Keeping up with these evolving standards means constant review of in-house documentation, batch re-testing, and adoption of updated analytical methods as new harmonized food codes emerge. Our on-plant QA team calibrates instruments at regular intervals and conducts periodic refresher training—a step that has paid off during external audits and during unexpected regulatory spot checks.
We hear many practical questions from processors and product developers choosing between copper chlorophyll and alternatives. The ability to dose in both powder and liquid without specialized mixing setups attracts many, especially where retrofitting factory lines means high investment costs. Some ask about potential allergenic reactions, which our compounded copper chlorophyll avoids by excluding dairy, egg, peanut, soy, or gluten carriers. Others bring up copper intake: in finished foods, copper chlorophyll rates fall well below regulatory upper limits, supported by extensive intake risk models.
Taste neutrality is another recurring request. Keeping flavor profiles unimpaired means removing all vegetable processing residues and going through extra purification steps. Our line delivers on that commitment, avoiding “grassy” or off-green notes that sometimes linger in unrefined plant-based green colorants.
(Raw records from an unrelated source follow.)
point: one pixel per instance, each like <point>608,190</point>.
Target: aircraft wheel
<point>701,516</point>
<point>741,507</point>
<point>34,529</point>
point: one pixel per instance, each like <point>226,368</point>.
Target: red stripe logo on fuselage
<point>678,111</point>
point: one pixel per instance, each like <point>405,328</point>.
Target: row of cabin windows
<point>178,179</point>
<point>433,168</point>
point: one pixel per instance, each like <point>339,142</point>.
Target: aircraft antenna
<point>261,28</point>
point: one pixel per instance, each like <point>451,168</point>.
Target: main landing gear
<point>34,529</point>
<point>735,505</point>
Some clients in meat processing still seek methods for greater integration, particularly where hydrophobic protein blends tend to repel aqueous pigment dispersions. We’ve developed fine-grind powder forms that suspend efficiently, and we offer technical assistance for integrating with lecithin or mono- and diglyceride blends.
The realities of corporate supply agreements and contract manufacturing push us to go further—not just repeating standard models but developing custom blends. Our technical team collaborates with food scientists to formulate unique carrier base systems for clients seeking non-sodium or low-copper custom colorants. These customizations often draw from on-site processing research, such as batch-cooking at various pH settings, or extruding through different pressures to simulate industrial process lines, with live analytics tracking color shift.
Partnerships with large international brands led us to implement trace batch tagging, improved logistics, and flexible batch sizes, scaling from kilogram to multi-ton lots. Integration with automated supply management systems helps prevent bottlenecks. When unforeseen events demand rapid changes, we pivot easily—rerouting from an export-grade run to a pharmaceutical batch with minimal downtime because our plant is configured for multi-grade compliance.
End-users choose copper chlorophyll to correct not just color but consistency, flavor protection, and regulatory worries. Our experience, rooted not just in documentation but lived manufacturing reality, gives our partners in food and pharmaceutical sectors reliable, predictable outcomes—every batch, every order.